From the beginning, it has been clear that achieving these goals would depend on large improvements being made in India, since it was estimated to be home to a third of the world’s poor. In 2010, a report was released by the United Nations to assess the changes made in India so far. Here are some of the results.
-India has made great strides in increasing the number of children attending primary school, creating access to clean water, and conserving natural resources. However, at the current rate of progress, it is not aimed to meet targets in the areas of poverty, hunger, health, and gender equality.
-Hunger continues to be a persistent problem and India still accounts for 50% of the world’s hungry. It is estimated that more than 46% of children in India are undernourished.
-Mothers and children in India continue to face major health risks. For every 1,000 live births, an average of 74 children will die before their 5th birthday and an average of 254 women die giving birth to a child for every 100,000.
-The Government of India has created many rights-based laws and innovative development programs with the potential to make great progress in these areas.
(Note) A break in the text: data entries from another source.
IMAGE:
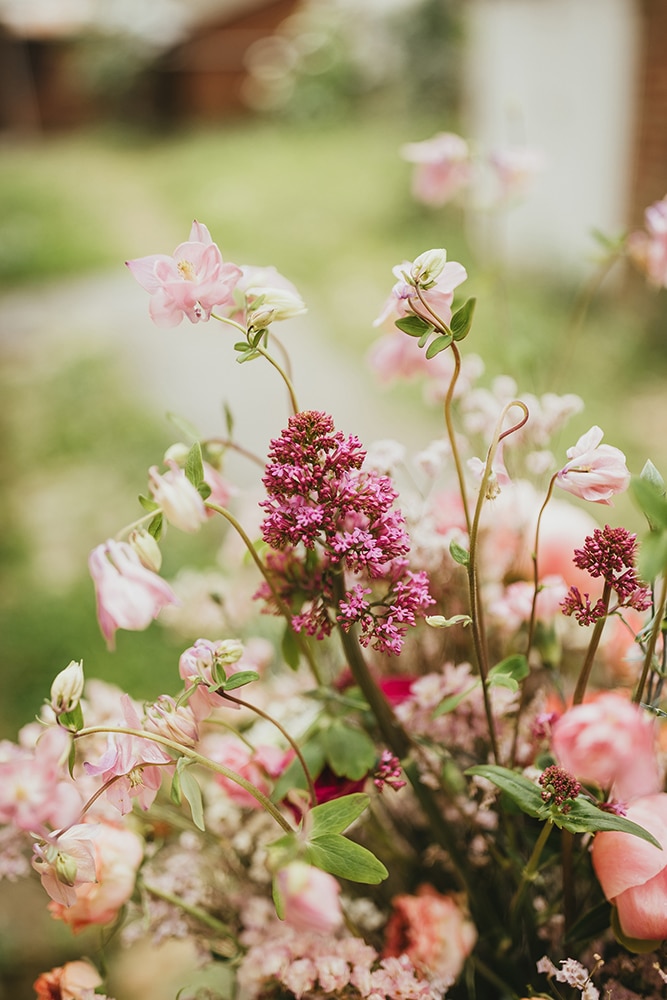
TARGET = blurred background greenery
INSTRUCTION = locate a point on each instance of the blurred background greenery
(313, 185)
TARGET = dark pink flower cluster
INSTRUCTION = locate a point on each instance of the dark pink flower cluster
(608, 553)
(326, 517)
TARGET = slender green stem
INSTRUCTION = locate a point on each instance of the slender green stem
(587, 666)
(280, 604)
(193, 911)
(196, 758)
(653, 640)
(281, 729)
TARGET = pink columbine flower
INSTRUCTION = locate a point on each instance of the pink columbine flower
(310, 898)
(181, 502)
(128, 594)
(422, 288)
(595, 471)
(442, 167)
(193, 282)
(648, 248)
(137, 764)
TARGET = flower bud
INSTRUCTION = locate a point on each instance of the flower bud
(67, 688)
(428, 267)
(146, 548)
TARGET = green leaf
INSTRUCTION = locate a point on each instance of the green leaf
(459, 554)
(194, 465)
(345, 859)
(651, 500)
(336, 815)
(453, 701)
(585, 817)
(509, 672)
(414, 326)
(289, 647)
(192, 793)
(438, 344)
(349, 752)
(462, 320)
(239, 679)
(521, 790)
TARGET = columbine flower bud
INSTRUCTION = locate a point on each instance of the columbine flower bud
(67, 688)
(146, 548)
(428, 267)
(267, 305)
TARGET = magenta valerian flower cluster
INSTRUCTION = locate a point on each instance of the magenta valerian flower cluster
(338, 523)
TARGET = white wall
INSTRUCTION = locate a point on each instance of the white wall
(559, 75)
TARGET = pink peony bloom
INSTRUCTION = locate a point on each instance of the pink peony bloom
(128, 594)
(310, 898)
(633, 873)
(438, 296)
(649, 249)
(433, 931)
(72, 981)
(181, 502)
(442, 167)
(193, 282)
(118, 854)
(595, 471)
(611, 742)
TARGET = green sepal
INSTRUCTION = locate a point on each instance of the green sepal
(462, 320)
(349, 752)
(414, 326)
(438, 344)
(344, 858)
(191, 792)
(289, 647)
(459, 554)
(194, 465)
(72, 720)
(336, 815)
(509, 672)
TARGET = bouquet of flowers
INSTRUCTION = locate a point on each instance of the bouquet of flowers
(422, 754)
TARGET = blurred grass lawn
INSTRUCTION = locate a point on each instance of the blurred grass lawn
(330, 208)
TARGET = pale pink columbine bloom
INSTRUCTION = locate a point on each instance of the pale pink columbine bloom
(137, 764)
(633, 873)
(181, 502)
(35, 789)
(442, 168)
(65, 861)
(310, 898)
(648, 248)
(437, 292)
(118, 854)
(192, 282)
(595, 471)
(611, 742)
(128, 594)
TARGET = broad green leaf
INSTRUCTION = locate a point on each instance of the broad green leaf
(453, 701)
(336, 815)
(521, 790)
(509, 672)
(438, 344)
(349, 752)
(585, 817)
(239, 679)
(194, 465)
(651, 500)
(289, 648)
(192, 793)
(414, 326)
(459, 554)
(345, 859)
(462, 320)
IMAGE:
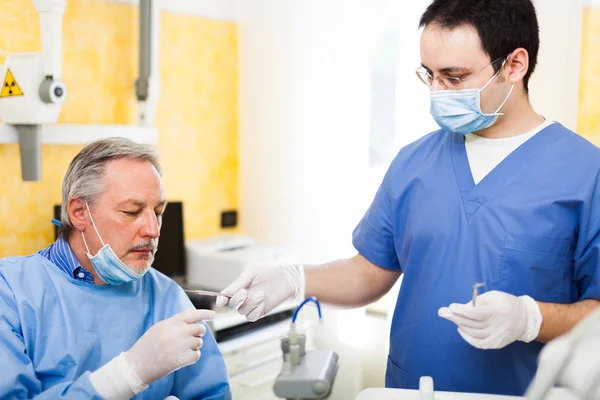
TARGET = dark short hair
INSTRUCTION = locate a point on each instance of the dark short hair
(503, 25)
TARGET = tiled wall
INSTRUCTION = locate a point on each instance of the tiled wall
(196, 116)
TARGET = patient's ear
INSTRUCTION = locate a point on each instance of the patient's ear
(77, 213)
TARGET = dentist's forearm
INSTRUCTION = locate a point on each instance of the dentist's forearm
(558, 319)
(353, 282)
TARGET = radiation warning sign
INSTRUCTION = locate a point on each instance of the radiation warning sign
(10, 87)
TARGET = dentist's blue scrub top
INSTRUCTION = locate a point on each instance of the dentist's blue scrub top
(530, 227)
(55, 330)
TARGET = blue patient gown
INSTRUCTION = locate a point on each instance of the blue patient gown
(530, 227)
(56, 330)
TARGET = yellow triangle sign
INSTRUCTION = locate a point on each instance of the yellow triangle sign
(10, 87)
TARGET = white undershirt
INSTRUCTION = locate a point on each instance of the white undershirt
(485, 154)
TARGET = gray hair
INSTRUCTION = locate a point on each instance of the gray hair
(84, 175)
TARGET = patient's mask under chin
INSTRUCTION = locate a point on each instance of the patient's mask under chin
(110, 268)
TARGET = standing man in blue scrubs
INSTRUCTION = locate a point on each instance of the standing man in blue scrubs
(497, 195)
(87, 317)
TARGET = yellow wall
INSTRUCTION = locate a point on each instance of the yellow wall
(196, 116)
(588, 124)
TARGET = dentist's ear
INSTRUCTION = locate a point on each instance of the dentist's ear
(77, 212)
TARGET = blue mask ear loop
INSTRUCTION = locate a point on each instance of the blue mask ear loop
(94, 225)
(505, 99)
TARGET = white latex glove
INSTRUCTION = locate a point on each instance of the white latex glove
(259, 289)
(166, 347)
(169, 345)
(497, 320)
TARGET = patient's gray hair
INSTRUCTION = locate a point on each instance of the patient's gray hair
(84, 176)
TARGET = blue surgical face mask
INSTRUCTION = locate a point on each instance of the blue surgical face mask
(459, 111)
(110, 268)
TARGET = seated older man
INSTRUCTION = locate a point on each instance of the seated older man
(87, 317)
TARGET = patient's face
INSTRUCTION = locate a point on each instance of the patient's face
(128, 214)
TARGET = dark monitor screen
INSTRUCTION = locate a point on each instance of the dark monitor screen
(170, 257)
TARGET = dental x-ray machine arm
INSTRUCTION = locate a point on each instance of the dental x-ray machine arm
(32, 88)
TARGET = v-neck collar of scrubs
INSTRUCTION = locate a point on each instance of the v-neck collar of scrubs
(474, 196)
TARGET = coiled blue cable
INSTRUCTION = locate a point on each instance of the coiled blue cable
(313, 299)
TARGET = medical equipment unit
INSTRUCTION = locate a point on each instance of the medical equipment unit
(305, 374)
(32, 89)
(213, 263)
(251, 350)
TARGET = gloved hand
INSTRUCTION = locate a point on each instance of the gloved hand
(169, 345)
(497, 320)
(259, 289)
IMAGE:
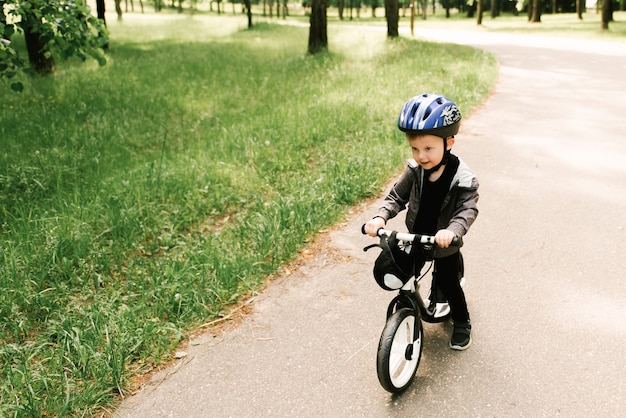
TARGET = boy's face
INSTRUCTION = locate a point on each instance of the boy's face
(428, 149)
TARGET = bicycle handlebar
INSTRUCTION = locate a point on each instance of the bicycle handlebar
(404, 236)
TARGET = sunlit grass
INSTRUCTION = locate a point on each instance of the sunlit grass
(140, 199)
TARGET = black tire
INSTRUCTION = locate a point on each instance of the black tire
(398, 354)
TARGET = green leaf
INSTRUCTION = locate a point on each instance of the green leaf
(17, 86)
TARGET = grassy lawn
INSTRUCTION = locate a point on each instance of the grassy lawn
(142, 199)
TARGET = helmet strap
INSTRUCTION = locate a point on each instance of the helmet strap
(444, 159)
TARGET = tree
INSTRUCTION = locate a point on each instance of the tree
(607, 13)
(535, 16)
(479, 12)
(53, 29)
(392, 14)
(580, 6)
(318, 38)
(248, 7)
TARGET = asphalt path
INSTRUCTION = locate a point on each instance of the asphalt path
(545, 268)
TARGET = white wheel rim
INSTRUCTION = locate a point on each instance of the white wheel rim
(402, 370)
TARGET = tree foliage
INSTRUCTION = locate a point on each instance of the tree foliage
(52, 29)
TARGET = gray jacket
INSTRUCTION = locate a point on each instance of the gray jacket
(458, 211)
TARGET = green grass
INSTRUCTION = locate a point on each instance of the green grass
(139, 200)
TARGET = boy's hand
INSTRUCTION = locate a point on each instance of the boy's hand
(444, 238)
(373, 225)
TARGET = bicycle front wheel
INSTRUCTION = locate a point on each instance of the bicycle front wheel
(399, 351)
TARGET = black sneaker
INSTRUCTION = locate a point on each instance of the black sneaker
(461, 335)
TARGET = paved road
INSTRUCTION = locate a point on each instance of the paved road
(545, 266)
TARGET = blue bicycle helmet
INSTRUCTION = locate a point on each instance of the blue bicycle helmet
(430, 114)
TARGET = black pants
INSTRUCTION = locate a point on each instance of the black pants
(448, 269)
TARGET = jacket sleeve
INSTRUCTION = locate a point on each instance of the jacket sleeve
(398, 196)
(466, 209)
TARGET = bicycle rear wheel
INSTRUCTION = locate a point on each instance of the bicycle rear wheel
(399, 351)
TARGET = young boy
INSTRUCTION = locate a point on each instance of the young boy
(441, 193)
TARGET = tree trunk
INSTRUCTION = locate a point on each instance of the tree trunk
(607, 13)
(249, 12)
(118, 9)
(3, 18)
(392, 14)
(318, 38)
(495, 8)
(36, 49)
(579, 9)
(536, 15)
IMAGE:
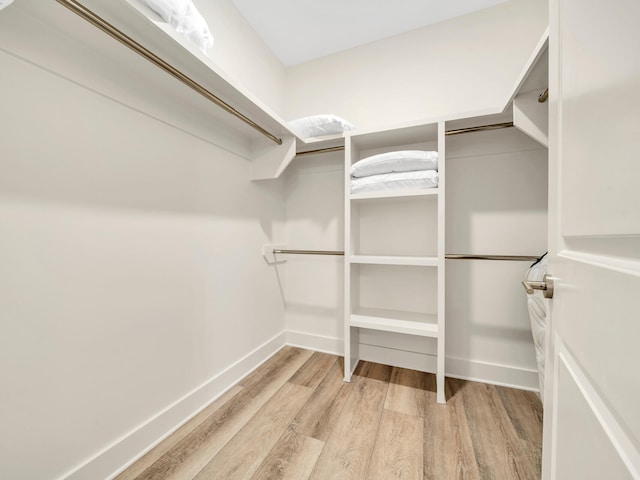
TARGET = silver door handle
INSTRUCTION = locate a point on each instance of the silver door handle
(546, 285)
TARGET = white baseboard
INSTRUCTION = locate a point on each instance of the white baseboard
(126, 450)
(462, 368)
(503, 375)
(317, 343)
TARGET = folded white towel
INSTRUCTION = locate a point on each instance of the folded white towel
(401, 161)
(184, 17)
(417, 179)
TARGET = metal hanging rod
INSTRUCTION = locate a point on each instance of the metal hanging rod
(511, 258)
(309, 252)
(544, 96)
(124, 39)
(451, 256)
(320, 150)
(480, 128)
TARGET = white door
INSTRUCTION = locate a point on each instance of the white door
(592, 397)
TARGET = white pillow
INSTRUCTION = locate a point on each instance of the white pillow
(319, 125)
(402, 161)
(413, 180)
(184, 17)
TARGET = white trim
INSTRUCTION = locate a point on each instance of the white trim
(493, 373)
(317, 343)
(607, 420)
(462, 368)
(112, 460)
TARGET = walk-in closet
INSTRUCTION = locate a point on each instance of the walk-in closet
(257, 240)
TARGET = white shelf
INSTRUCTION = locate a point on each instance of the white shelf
(394, 194)
(395, 260)
(425, 325)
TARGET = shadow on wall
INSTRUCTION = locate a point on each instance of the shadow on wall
(67, 144)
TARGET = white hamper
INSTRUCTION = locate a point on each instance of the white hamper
(538, 309)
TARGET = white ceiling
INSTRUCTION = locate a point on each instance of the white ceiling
(301, 30)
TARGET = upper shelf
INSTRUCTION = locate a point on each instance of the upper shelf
(52, 37)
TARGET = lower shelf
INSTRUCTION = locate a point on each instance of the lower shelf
(425, 325)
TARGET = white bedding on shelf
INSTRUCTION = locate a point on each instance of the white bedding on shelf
(417, 179)
(185, 18)
(400, 161)
(320, 125)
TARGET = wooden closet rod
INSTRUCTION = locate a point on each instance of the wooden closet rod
(480, 128)
(112, 31)
(452, 256)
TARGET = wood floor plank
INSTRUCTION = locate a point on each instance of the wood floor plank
(243, 454)
(314, 370)
(166, 445)
(525, 413)
(293, 458)
(295, 418)
(407, 392)
(348, 450)
(320, 414)
(498, 451)
(195, 450)
(448, 451)
(397, 453)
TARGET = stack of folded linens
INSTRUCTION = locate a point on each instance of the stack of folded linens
(406, 169)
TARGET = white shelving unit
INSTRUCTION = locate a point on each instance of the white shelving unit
(394, 250)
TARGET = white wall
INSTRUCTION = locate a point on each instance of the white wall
(240, 52)
(466, 64)
(131, 281)
(313, 287)
(496, 204)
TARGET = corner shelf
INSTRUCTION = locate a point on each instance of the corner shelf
(395, 260)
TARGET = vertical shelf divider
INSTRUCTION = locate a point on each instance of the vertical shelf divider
(410, 316)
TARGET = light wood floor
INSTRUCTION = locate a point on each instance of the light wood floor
(294, 418)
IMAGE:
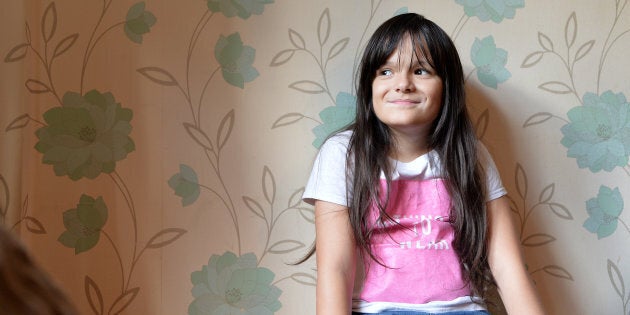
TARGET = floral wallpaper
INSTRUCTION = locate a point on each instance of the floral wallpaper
(153, 154)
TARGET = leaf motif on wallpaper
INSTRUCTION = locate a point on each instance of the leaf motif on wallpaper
(225, 129)
(269, 185)
(287, 119)
(296, 198)
(4, 197)
(17, 53)
(158, 75)
(338, 47)
(545, 42)
(122, 301)
(65, 44)
(308, 214)
(308, 86)
(18, 123)
(537, 239)
(547, 193)
(532, 59)
(401, 10)
(570, 30)
(323, 27)
(165, 237)
(199, 136)
(94, 295)
(537, 118)
(583, 50)
(556, 87)
(297, 40)
(481, 125)
(49, 22)
(560, 210)
(285, 246)
(304, 278)
(524, 211)
(521, 181)
(34, 225)
(558, 272)
(254, 207)
(616, 279)
(282, 57)
(36, 86)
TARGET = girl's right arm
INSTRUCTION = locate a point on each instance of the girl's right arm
(336, 259)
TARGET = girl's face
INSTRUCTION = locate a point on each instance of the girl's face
(407, 93)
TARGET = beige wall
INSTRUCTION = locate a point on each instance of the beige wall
(246, 151)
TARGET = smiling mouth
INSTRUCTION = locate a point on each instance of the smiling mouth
(404, 102)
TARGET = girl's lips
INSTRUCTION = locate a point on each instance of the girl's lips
(404, 102)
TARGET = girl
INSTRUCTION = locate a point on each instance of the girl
(410, 213)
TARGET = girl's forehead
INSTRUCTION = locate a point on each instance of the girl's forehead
(409, 50)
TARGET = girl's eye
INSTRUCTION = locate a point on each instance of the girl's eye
(385, 72)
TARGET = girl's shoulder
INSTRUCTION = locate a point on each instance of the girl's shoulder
(338, 140)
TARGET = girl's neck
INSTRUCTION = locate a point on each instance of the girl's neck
(407, 148)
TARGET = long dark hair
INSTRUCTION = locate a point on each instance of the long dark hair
(452, 137)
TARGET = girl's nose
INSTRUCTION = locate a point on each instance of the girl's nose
(404, 83)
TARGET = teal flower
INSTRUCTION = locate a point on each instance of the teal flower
(233, 285)
(490, 62)
(241, 8)
(495, 10)
(236, 60)
(598, 134)
(86, 135)
(138, 22)
(335, 117)
(604, 212)
(83, 224)
(185, 184)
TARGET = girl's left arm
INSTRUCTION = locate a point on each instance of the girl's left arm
(507, 263)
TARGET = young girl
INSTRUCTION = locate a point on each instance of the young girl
(410, 212)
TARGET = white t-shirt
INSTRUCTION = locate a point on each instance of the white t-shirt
(423, 272)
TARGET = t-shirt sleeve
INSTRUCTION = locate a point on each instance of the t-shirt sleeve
(494, 186)
(328, 176)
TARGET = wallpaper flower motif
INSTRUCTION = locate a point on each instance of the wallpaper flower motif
(86, 135)
(234, 285)
(138, 22)
(598, 134)
(495, 10)
(489, 61)
(83, 224)
(604, 211)
(236, 60)
(185, 184)
(335, 117)
(240, 8)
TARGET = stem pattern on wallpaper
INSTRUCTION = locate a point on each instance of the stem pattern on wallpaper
(597, 132)
(235, 63)
(523, 211)
(84, 137)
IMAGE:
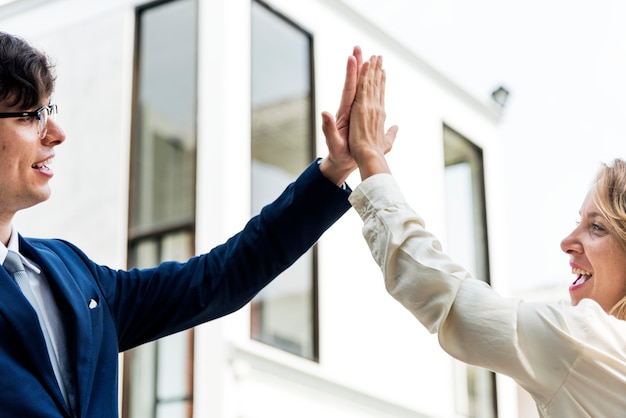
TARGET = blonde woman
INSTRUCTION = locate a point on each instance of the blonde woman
(571, 357)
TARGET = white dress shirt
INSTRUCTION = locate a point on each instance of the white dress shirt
(572, 360)
(47, 306)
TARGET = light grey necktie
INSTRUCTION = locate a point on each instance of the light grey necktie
(14, 266)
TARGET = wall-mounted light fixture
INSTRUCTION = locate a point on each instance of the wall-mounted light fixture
(500, 96)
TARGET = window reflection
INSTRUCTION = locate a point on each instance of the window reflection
(283, 314)
(159, 375)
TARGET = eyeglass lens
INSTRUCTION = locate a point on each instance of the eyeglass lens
(44, 114)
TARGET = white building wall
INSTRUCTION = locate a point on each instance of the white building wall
(375, 359)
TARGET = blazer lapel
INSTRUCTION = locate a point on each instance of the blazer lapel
(74, 308)
(21, 315)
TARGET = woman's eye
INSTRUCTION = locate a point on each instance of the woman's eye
(597, 227)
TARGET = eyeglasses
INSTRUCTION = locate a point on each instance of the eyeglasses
(42, 115)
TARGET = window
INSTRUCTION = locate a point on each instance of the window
(284, 314)
(466, 219)
(158, 376)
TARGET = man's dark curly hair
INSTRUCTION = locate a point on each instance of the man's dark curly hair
(26, 74)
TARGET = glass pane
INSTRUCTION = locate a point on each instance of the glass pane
(164, 147)
(467, 244)
(142, 380)
(173, 410)
(162, 195)
(282, 314)
(172, 374)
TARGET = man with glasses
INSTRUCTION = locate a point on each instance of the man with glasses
(64, 318)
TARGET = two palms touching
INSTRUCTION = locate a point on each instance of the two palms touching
(358, 132)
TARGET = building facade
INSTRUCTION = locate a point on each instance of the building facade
(183, 118)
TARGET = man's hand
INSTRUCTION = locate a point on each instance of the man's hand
(339, 163)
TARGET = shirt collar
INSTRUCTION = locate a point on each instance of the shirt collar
(14, 245)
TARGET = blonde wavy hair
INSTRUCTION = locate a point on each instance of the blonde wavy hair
(610, 188)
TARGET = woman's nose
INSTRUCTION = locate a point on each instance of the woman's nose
(570, 243)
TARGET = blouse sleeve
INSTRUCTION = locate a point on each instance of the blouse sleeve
(535, 344)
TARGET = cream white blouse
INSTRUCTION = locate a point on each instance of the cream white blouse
(572, 360)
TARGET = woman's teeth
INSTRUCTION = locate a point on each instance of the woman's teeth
(583, 275)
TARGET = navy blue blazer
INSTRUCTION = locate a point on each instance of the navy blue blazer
(137, 306)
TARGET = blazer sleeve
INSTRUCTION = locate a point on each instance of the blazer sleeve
(146, 304)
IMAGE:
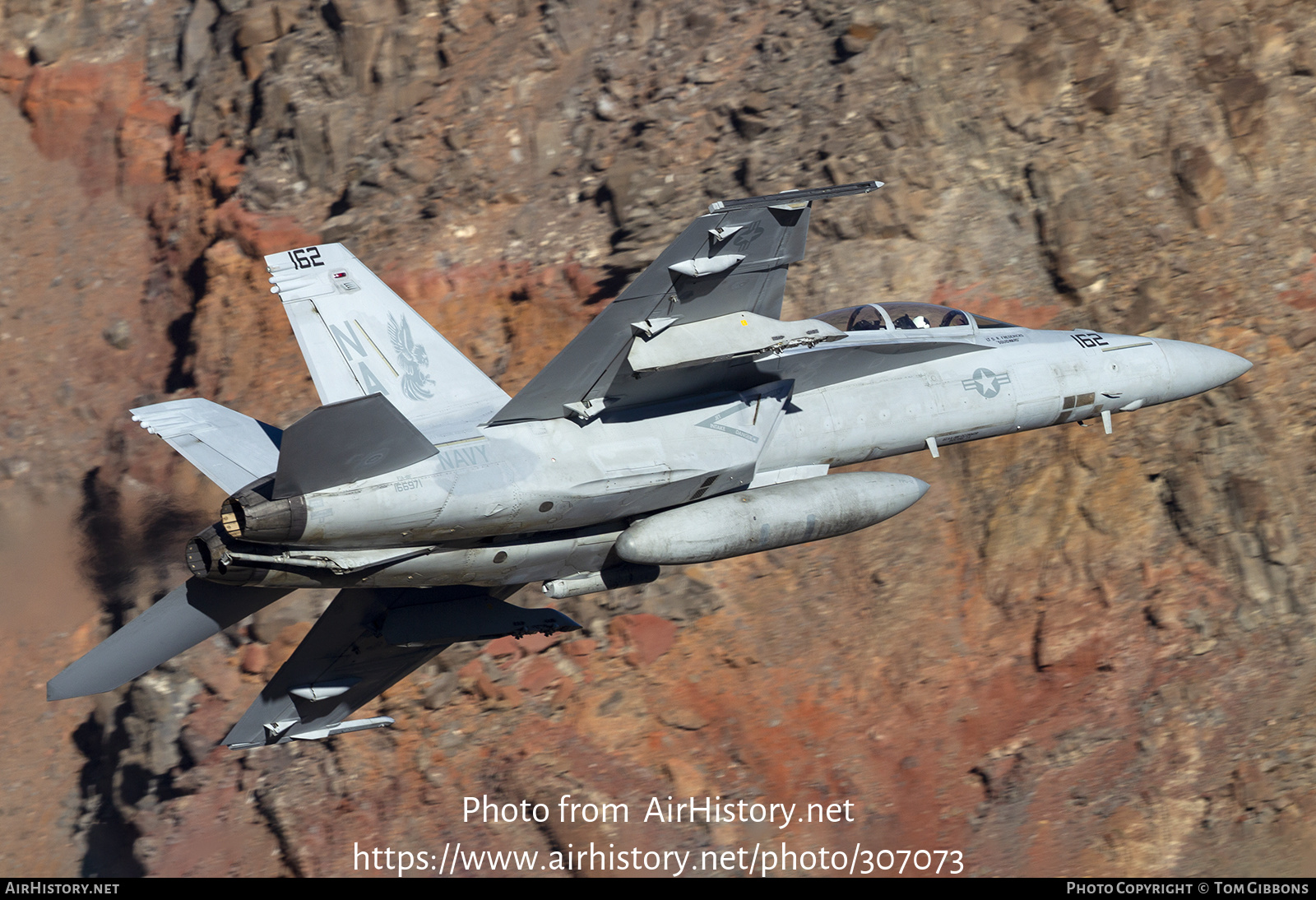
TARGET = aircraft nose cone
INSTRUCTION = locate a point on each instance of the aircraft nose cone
(1195, 368)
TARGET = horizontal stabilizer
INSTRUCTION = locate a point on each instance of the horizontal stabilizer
(182, 619)
(473, 619)
(228, 448)
(349, 647)
(789, 199)
(346, 443)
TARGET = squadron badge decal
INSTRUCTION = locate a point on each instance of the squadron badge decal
(412, 360)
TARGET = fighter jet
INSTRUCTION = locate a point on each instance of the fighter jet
(688, 423)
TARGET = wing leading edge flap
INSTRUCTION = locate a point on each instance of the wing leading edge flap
(763, 243)
(350, 656)
(732, 259)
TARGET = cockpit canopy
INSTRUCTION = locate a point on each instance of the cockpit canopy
(870, 318)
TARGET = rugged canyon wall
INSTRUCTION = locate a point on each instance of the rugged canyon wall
(1077, 654)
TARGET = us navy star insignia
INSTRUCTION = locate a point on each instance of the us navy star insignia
(986, 382)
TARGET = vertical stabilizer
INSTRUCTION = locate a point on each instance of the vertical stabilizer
(359, 338)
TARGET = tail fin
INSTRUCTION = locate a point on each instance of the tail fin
(359, 338)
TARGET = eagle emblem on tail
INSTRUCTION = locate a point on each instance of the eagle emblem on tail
(412, 360)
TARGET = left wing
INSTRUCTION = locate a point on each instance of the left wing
(734, 259)
(368, 641)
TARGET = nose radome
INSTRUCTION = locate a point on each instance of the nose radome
(1195, 368)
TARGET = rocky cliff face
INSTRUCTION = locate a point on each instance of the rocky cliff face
(1077, 654)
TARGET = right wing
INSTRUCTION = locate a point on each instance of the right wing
(359, 338)
(734, 259)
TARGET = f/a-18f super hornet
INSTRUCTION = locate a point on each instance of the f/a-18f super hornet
(684, 424)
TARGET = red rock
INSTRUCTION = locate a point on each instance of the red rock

However, problems such a persistent inequality, ineffective delivery of public services, weak accountability systems, and gaps in the implementation of pro-poor policies often prevent those most in need from accessing assistance.
SAFP is striving to make these goals and their targets a reality as we approach 2015. Not only are we working with poor families and communities to meet their basic needs, we are also helping them to gain access to government programs and services and to address the issues of inequality and corruption. Our programs have also expanded into new areas of the country that are struggling to make progress, including Chhattisgarh, Madhya Pradesh, Maharashtra, Orissa, and Uttar Pradesh. Through the joint efforts of many committed groups working to achieve these goals, we are hopeful that we can greatly improve the lives of those most in need in India and around the world.